Sicherheit in Smart Cities – Intelligentes Kamera-System sorgt für ein gutes Gefühl im Jägertunnel

Epko van Nisselrooij

Sicherheit in Städten wird nicht erst seit heute großgeschrieben. Ein gutes Beispiel zeigt sich aktuell in der mittelhessischen Stadt Marburg. Dort wurde ein innovatives und deutschlandweit einmaliges Sicherheitssystem im Marburger Jägertunnel installiert.

„LiSA“ heißt die neue, intelligente Anlage in einer Unterführung in Marburg, namentlich angelehnt an die Livebild- und Sprechverbindung auf Abruf. Die Installation, federführend von der Stadtverwaltung errichtet, ist eine Reaktion auf mehrere Vorkommnisse im Marburger Jägertunnel wie der sexuelle Übergriff auf eine junge Frau im Jahre 2016. Das öffentliche Interesse an der „Smart City“ Marburg ist demnach groß.

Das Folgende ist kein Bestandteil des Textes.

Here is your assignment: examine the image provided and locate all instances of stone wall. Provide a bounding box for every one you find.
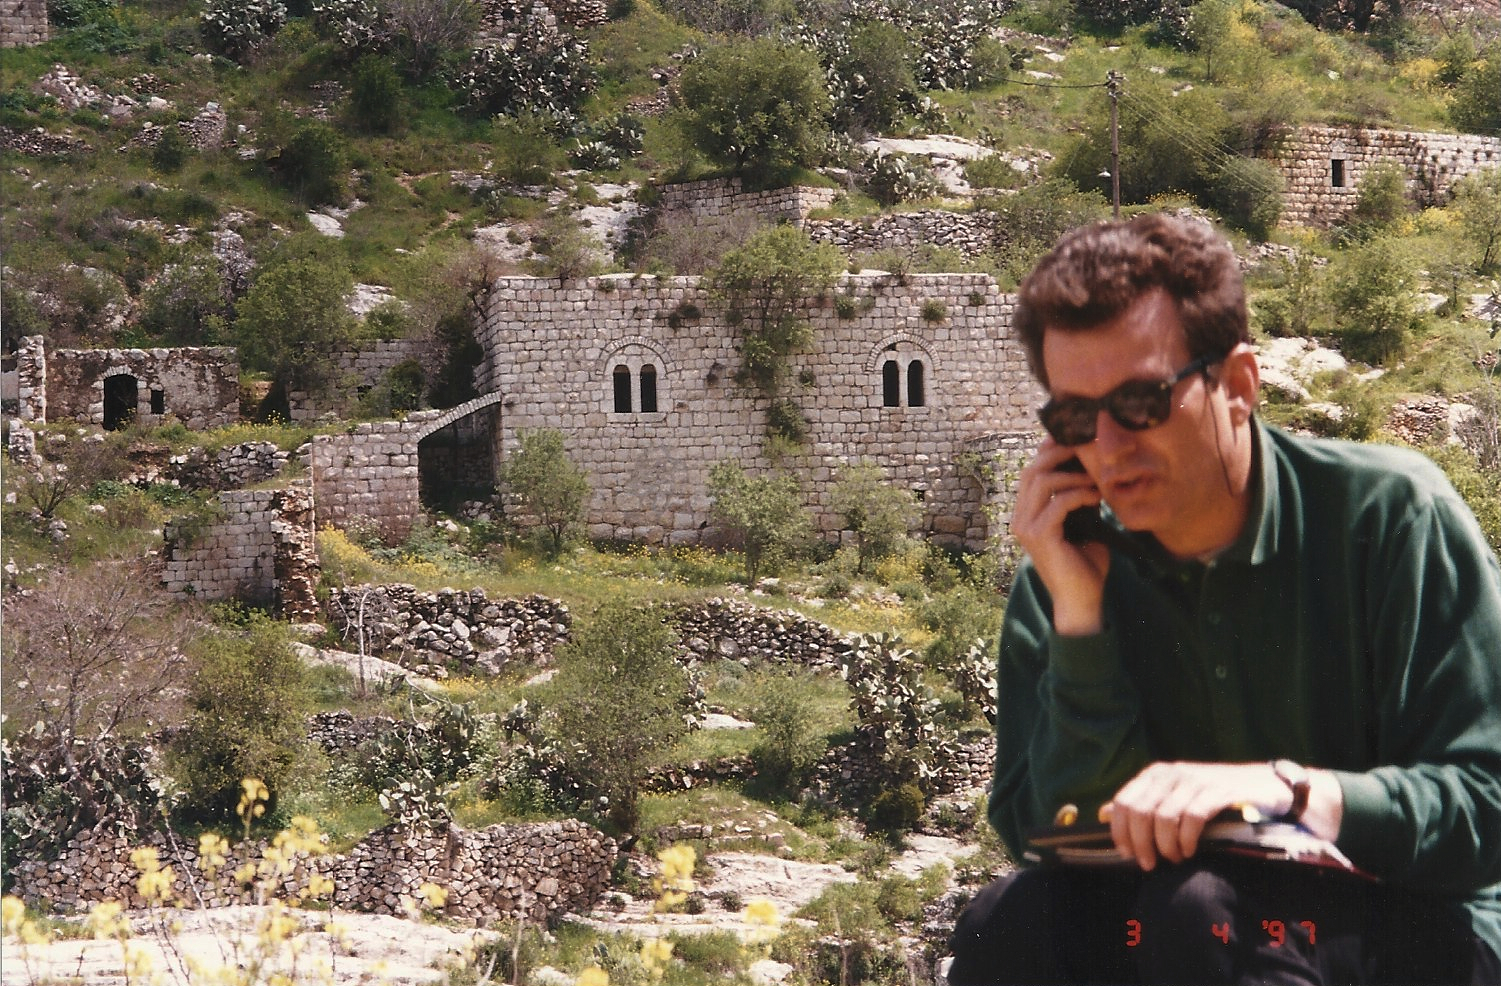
[288,338,426,423]
[10,818,616,927]
[807,209,995,262]
[325,585,572,675]
[477,273,1042,552]
[1269,125,1501,228]
[652,177,839,241]
[13,335,46,422]
[0,0,47,47]
[43,345,239,431]
[162,483,319,617]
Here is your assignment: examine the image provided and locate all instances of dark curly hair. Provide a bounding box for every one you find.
[1014,213,1250,388]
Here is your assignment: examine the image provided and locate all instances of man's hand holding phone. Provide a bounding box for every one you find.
[1013,441,1112,636]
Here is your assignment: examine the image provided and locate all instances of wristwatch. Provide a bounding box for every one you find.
[1270,759,1311,823]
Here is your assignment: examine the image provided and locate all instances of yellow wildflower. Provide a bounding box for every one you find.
[640,938,674,980]
[130,846,160,874]
[653,844,696,912]
[198,832,229,877]
[88,900,130,940]
[137,864,176,905]
[19,919,52,947]
[744,898,780,927]
[576,966,610,986]
[418,882,448,910]
[237,778,270,824]
[305,873,335,899]
[2,895,26,936]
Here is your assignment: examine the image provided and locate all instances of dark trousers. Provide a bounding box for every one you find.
[946,858,1501,985]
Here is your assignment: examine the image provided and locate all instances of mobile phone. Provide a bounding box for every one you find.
[1056,458,1112,546]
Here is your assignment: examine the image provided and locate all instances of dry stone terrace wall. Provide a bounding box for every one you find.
[477,273,1042,551]
[325,585,571,675]
[10,819,616,927]
[161,483,319,617]
[1270,125,1501,228]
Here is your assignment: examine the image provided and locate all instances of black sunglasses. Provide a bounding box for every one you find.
[1039,355,1216,446]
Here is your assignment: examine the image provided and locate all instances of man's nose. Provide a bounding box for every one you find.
[1092,408,1136,460]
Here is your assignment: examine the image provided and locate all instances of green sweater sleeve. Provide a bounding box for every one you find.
[988,564,1151,858]
[1332,489,1501,895]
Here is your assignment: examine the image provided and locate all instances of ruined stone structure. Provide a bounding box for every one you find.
[162,483,320,617]
[1268,125,1501,228]
[467,273,1041,551]
[0,0,47,47]
[10,337,239,431]
[287,337,426,422]
[308,394,505,539]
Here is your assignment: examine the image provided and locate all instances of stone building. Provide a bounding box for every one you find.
[1268,125,1501,228]
[464,272,1043,550]
[9,336,240,431]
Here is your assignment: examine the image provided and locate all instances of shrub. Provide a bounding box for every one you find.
[963,154,1024,191]
[170,613,310,822]
[233,249,358,396]
[451,15,596,119]
[1206,156,1283,240]
[1341,160,1410,240]
[150,124,189,173]
[349,56,404,134]
[138,252,229,345]
[500,427,590,558]
[490,112,568,186]
[862,151,941,206]
[749,675,828,791]
[677,38,832,184]
[863,781,925,837]
[1448,45,1499,136]
[546,602,692,833]
[830,460,919,575]
[1327,237,1425,365]
[707,460,815,583]
[271,120,350,206]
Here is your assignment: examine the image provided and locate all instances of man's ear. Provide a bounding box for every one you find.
[1219,344,1259,425]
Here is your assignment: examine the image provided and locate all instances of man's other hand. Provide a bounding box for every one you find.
[1102,762,1297,870]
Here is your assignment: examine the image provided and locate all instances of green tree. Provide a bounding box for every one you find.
[1185,0,1237,82]
[500,428,590,558]
[829,460,919,574]
[708,460,814,584]
[838,22,916,133]
[709,225,843,397]
[170,612,310,822]
[1328,237,1425,365]
[547,602,691,833]
[677,38,832,184]
[1342,160,1410,240]
[233,251,358,398]
[1450,169,1501,273]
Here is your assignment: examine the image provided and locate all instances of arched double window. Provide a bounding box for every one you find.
[611,363,660,414]
[881,358,927,408]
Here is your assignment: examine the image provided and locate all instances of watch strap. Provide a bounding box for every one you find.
[1270,759,1310,823]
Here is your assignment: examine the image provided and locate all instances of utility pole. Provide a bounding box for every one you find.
[1106,70,1122,219]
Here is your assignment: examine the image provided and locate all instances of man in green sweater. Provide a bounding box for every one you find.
[947,213,1501,984]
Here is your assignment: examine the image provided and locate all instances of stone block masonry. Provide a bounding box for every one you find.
[162,482,319,615]
[477,273,1044,551]
[39,342,239,431]
[0,0,47,47]
[1269,125,1501,228]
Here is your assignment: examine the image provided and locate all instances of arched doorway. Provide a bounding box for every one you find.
[416,395,505,515]
[103,374,139,431]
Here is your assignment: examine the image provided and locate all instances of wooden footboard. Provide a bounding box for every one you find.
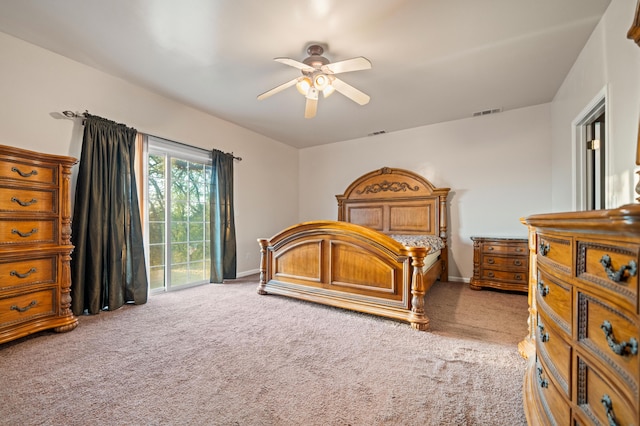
[257,220,441,330]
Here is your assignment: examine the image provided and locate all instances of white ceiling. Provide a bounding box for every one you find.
[0,0,611,148]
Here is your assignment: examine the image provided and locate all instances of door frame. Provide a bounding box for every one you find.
[571,86,609,211]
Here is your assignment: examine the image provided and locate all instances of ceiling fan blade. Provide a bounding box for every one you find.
[322,57,371,74]
[257,77,299,100]
[304,97,317,119]
[274,57,315,72]
[331,77,370,105]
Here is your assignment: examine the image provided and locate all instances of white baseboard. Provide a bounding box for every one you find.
[448,276,470,284]
[237,269,260,278]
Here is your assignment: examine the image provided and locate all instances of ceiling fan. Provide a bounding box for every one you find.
[257,44,372,119]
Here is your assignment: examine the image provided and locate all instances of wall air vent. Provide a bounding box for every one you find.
[472,108,502,117]
[368,130,387,136]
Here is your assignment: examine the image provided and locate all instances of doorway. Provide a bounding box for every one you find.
[574,94,607,211]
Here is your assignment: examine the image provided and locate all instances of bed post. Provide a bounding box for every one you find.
[257,238,269,295]
[439,194,449,282]
[408,247,430,331]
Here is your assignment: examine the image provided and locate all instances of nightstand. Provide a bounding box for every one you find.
[470,236,528,292]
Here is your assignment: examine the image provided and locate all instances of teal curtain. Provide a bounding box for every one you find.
[71,114,148,315]
[210,149,237,282]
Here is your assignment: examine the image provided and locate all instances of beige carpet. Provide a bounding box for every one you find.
[0,277,529,425]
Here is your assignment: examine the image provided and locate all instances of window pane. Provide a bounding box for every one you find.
[149,244,165,267]
[171,221,188,243]
[171,243,188,264]
[189,222,204,241]
[149,266,165,290]
[149,222,165,244]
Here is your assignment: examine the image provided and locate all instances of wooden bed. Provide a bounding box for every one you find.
[257,167,450,330]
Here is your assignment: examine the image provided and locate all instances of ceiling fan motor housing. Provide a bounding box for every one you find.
[302,44,330,72]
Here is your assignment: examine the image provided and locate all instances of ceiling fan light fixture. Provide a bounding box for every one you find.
[296,76,312,95]
[322,84,335,98]
[313,73,329,90]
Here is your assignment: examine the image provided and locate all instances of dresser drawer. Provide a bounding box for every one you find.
[537,233,572,275]
[537,311,572,398]
[0,186,56,214]
[575,239,639,313]
[0,160,56,185]
[537,269,572,335]
[536,357,571,426]
[0,219,56,245]
[576,355,637,426]
[0,288,56,328]
[0,256,56,290]
[481,255,527,270]
[577,291,639,395]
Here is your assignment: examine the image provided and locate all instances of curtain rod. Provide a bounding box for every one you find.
[62,110,242,161]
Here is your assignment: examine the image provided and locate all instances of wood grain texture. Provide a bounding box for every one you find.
[523,204,640,425]
[0,144,77,344]
[259,167,450,331]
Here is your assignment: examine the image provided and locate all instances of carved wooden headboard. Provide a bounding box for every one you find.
[336,167,450,240]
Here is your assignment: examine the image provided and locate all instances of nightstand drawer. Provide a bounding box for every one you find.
[482,255,527,270]
[0,288,56,328]
[482,242,527,256]
[480,269,527,283]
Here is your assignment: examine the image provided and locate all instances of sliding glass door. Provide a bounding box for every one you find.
[147,137,211,292]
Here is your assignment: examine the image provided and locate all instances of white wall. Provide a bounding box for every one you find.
[0,32,299,276]
[299,104,553,282]
[551,0,640,211]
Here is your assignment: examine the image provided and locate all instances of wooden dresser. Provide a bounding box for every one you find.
[0,144,78,344]
[523,205,640,425]
[470,236,529,292]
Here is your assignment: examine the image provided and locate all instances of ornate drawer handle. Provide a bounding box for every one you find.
[487,272,495,278]
[536,366,548,388]
[514,260,523,266]
[514,274,522,280]
[10,267,37,279]
[11,228,38,238]
[537,280,549,297]
[601,394,620,426]
[601,320,638,356]
[538,324,549,343]
[11,197,37,207]
[11,167,38,178]
[539,242,550,256]
[599,255,637,283]
[10,300,37,313]
[487,258,495,264]
[487,246,494,251]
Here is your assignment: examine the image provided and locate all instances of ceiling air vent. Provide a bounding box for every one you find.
[368,130,387,136]
[472,108,502,117]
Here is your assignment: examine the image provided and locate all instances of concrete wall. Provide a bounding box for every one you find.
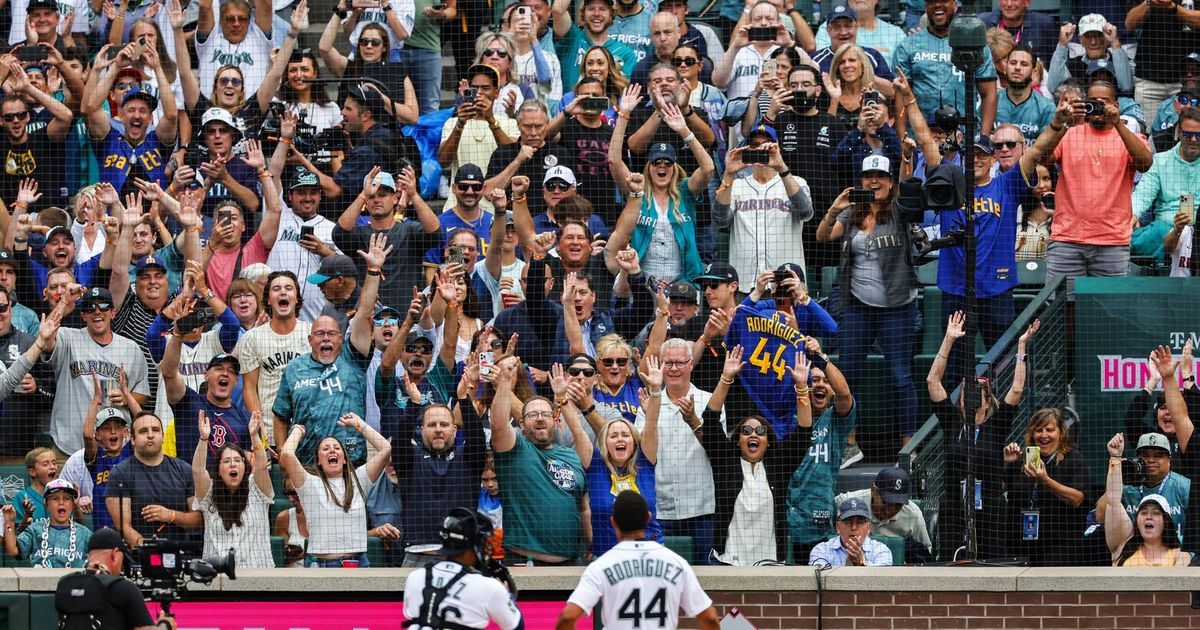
[4,567,1200,629]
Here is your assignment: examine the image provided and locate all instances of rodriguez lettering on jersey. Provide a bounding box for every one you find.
[601,558,684,586]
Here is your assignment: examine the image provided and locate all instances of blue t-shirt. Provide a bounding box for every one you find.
[273,344,371,466]
[594,376,642,423]
[1121,471,1191,542]
[87,442,134,530]
[588,448,661,555]
[423,207,494,267]
[787,403,857,544]
[170,387,253,465]
[996,89,1056,143]
[936,164,1031,298]
[893,30,997,124]
[91,119,170,192]
[724,299,808,439]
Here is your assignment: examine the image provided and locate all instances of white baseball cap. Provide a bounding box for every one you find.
[861,154,891,175]
[543,165,577,187]
[1078,14,1107,36]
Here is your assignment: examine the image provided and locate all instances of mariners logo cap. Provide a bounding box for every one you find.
[838,497,872,521]
[875,467,911,505]
[1136,432,1172,455]
[861,154,891,175]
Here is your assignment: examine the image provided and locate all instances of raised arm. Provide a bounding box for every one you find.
[603,179,644,274]
[927,311,964,403]
[488,357,521,452]
[350,233,390,357]
[1004,320,1039,405]
[551,0,572,39]
[484,189,508,279]
[256,2,306,112]
[638,356,663,463]
[1020,102,1070,174]
[279,424,310,489]
[1151,345,1195,451]
[192,411,213,504]
[340,413,390,482]
[83,373,106,463]
[142,47,178,145]
[554,367,593,464]
[1103,432,1133,558]
[657,103,714,195]
[895,71,941,166]
[608,85,642,196]
[318,9,350,77]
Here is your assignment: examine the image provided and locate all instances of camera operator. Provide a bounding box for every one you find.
[898,73,1071,389]
[1097,431,1190,539]
[55,527,174,630]
[402,508,522,629]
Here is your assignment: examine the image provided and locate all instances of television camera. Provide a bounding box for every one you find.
[129,537,236,617]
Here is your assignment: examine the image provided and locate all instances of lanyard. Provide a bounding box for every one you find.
[1029,452,1056,507]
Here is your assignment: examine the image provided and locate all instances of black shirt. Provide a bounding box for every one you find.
[1133,4,1200,83]
[332,219,441,309]
[625,105,710,176]
[1005,448,1092,566]
[0,124,67,210]
[107,455,196,542]
[57,572,155,629]
[558,118,621,226]
[485,141,572,217]
[0,327,52,456]
[774,109,842,212]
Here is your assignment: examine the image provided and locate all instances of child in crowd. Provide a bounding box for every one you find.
[3,479,91,568]
[13,447,58,523]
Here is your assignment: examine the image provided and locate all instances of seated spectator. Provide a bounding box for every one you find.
[809,497,894,567]
[273,479,309,568]
[980,0,1057,63]
[1148,56,1199,148]
[191,410,274,567]
[1047,14,1132,97]
[1002,408,1091,566]
[1146,108,1200,274]
[106,412,200,546]
[835,468,932,562]
[279,413,391,568]
[703,347,810,566]
[489,357,588,564]
[2,478,90,568]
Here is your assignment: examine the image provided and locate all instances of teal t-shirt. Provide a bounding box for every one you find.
[610,9,653,64]
[11,302,38,337]
[273,343,371,466]
[13,487,45,521]
[555,25,639,96]
[494,432,587,558]
[787,402,857,544]
[996,89,1056,143]
[1121,471,1190,542]
[17,520,91,568]
[893,30,996,123]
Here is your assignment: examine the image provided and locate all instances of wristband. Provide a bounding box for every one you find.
[287,31,300,38]
[1050,123,1065,132]
[279,137,293,145]
[808,352,829,371]
[720,375,735,385]
[203,290,216,301]
[511,194,527,203]
[630,190,645,198]
[779,170,791,179]
[682,133,696,145]
[335,8,348,18]
[581,404,596,415]
[383,4,392,9]
[647,389,663,398]
[1015,353,1027,362]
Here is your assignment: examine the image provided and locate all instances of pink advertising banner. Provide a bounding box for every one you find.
[146,600,589,629]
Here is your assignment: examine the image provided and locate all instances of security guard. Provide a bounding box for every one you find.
[54,527,173,630]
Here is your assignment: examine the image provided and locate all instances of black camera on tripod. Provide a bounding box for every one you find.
[129,538,236,615]
[895,165,969,259]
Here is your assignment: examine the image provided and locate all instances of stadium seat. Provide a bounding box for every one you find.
[875,534,906,566]
[367,537,387,567]
[271,535,285,568]
[916,260,939,286]
[662,536,693,562]
[1016,259,1046,288]
[0,465,31,505]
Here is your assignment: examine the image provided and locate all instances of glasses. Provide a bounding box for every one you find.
[740,425,768,436]
[488,339,504,350]
[523,411,554,420]
[544,181,572,192]
[232,292,256,301]
[651,158,674,167]
[405,344,433,354]
[484,48,509,58]
[1177,95,1200,108]
[217,76,244,88]
[312,330,340,339]
[671,56,699,67]
[1182,131,1200,141]
[1,112,28,122]
[358,37,384,47]
[219,458,243,465]
[662,359,690,369]
[567,366,596,377]
[115,81,140,91]
[994,140,1021,150]
[373,317,398,326]
[699,282,724,291]
[600,357,629,367]
[0,303,10,314]
[457,182,483,192]
[83,303,113,313]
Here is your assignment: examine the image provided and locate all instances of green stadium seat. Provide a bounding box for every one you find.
[874,534,906,566]
[820,266,839,302]
[1016,259,1046,288]
[271,535,285,567]
[367,536,387,567]
[662,536,693,563]
[916,260,938,286]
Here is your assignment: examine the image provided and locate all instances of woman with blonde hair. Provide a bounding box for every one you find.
[590,334,643,423]
[605,83,714,283]
[824,43,888,127]
[474,31,525,119]
[558,46,629,116]
[1002,407,1090,566]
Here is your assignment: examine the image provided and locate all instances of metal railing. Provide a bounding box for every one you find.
[897,277,1071,559]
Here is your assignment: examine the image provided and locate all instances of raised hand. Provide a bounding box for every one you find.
[639,354,663,391]
[1107,432,1125,458]
[242,139,266,171]
[787,351,811,385]
[675,394,698,427]
[703,307,731,341]
[167,0,185,29]
[618,83,643,116]
[722,344,746,379]
[336,412,366,432]
[1018,319,1040,347]
[291,0,310,32]
[549,363,569,398]
[357,232,393,268]
[360,165,382,198]
[1059,22,1076,46]
[198,410,211,442]
[510,175,530,198]
[489,187,508,211]
[1151,345,1179,379]
[1003,442,1022,464]
[16,178,41,207]
[945,310,966,340]
[614,247,640,274]
[626,172,645,194]
[661,102,688,135]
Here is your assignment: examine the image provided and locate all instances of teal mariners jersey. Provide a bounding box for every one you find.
[787,403,857,544]
[1121,471,1191,542]
[273,344,371,466]
[893,30,996,125]
[996,88,1056,143]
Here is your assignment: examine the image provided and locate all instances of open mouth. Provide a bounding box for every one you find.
[326,453,340,467]
[277,298,291,311]
[228,469,240,481]
[381,329,394,341]
[217,376,232,389]
[746,437,762,456]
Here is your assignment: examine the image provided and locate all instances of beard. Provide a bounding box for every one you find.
[1007,76,1032,90]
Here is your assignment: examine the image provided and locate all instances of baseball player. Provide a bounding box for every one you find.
[556,491,720,630]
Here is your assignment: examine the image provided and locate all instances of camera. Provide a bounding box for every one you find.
[747,26,776,42]
[1082,98,1106,116]
[130,538,236,615]
[260,103,349,166]
[862,90,884,108]
[1121,458,1146,486]
[175,306,214,333]
[895,172,967,260]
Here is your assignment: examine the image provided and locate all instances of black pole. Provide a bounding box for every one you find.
[961,67,978,562]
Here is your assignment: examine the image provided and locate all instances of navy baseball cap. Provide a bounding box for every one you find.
[828,4,857,21]
[695,262,738,284]
[308,254,357,284]
[455,163,485,184]
[974,134,995,156]
[838,497,872,521]
[80,286,113,307]
[647,142,677,163]
[206,353,241,372]
[875,467,911,504]
[121,87,158,110]
[134,254,167,276]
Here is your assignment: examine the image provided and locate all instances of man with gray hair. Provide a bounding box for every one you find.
[635,337,722,565]
[195,0,277,99]
[629,12,684,88]
[484,100,571,216]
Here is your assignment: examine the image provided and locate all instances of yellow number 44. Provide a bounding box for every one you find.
[749,337,788,382]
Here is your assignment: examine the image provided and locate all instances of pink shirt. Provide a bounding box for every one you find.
[206,232,268,300]
[1050,124,1149,246]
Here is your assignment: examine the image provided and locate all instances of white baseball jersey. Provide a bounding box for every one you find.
[402,561,522,630]
[567,540,712,630]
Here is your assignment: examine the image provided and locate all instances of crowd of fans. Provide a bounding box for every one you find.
[0,0,1196,572]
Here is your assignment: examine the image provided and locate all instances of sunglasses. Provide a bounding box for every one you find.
[567,366,596,377]
[358,37,384,47]
[671,56,699,67]
[457,182,483,192]
[373,317,398,326]
[740,425,768,436]
[484,48,509,58]
[0,303,9,313]
[115,81,140,91]
[544,181,572,192]
[217,76,244,88]
[1177,95,1200,108]
[651,158,675,167]
[223,15,250,23]
[488,339,504,350]
[83,303,114,313]
[405,343,433,354]
[600,357,629,367]
[1,112,28,122]
[994,140,1021,150]
[1183,130,1200,141]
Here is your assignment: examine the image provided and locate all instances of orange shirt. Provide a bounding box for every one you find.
[1050,124,1149,246]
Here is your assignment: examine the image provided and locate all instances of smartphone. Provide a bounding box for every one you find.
[299,225,315,239]
[463,87,478,103]
[579,96,610,112]
[762,59,778,78]
[862,90,884,108]
[1182,193,1195,226]
[1025,446,1042,467]
[15,45,47,63]
[447,245,465,265]
[126,38,145,60]
[431,2,447,8]
[479,351,495,376]
[850,188,876,205]
[516,5,531,18]
[217,209,233,224]
[741,149,769,165]
[747,26,776,42]
[105,46,123,60]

Die neue Kamera-Anlage ist keine gewöhnliche Einrichtung, sondern unterliegt einem innovativen Konzept: Fühlt sich jemand im 80 Meter langen Tunnel bedroht, kann er per Knopfdruck „LiSA“ aktivieren. Dadurch wird , automatisch eine Bild- und Tonübertragung von der Unterführung in die Leitstelle der Feuerwehr hergestellt. Durch die Aktivierung des Knopfes, kann die Person mit der Einsatzzentrale sofort in Kontakt treten und diese können wiederum Live-Bilder der Kameras sowie entsprechenden Ton aus dem Tunnel empfangen. Besonders hierbei ist, dass über eine verbundene Netzwerk-Lautsprecheranlage im ganzen Tunnel kommuniziert werden kann. Die Einsatzzentrale kann im Ernstfall dann Polizei und/oder Rettungsdienst alarmieren. Das neue installierte Sicherheitskonzept soll diverse Angriffe präventiv verhindern, im Notfall Hilfe gewährleisten sowie das Sicherheitsgefühl von Passanten und Passantinnen verbessern. Umfrageergebnisse in der Stadt Marburg zeigen, dass sich die Bewohner vor allem bei Dunkelheit eine verbesserte Situation erhoffen. Auch in weiteren deutschen Städten gibt es entsprechende Rückmeldungen und das damit verbundene Interesse an intelligenten Sicherheitssystemen.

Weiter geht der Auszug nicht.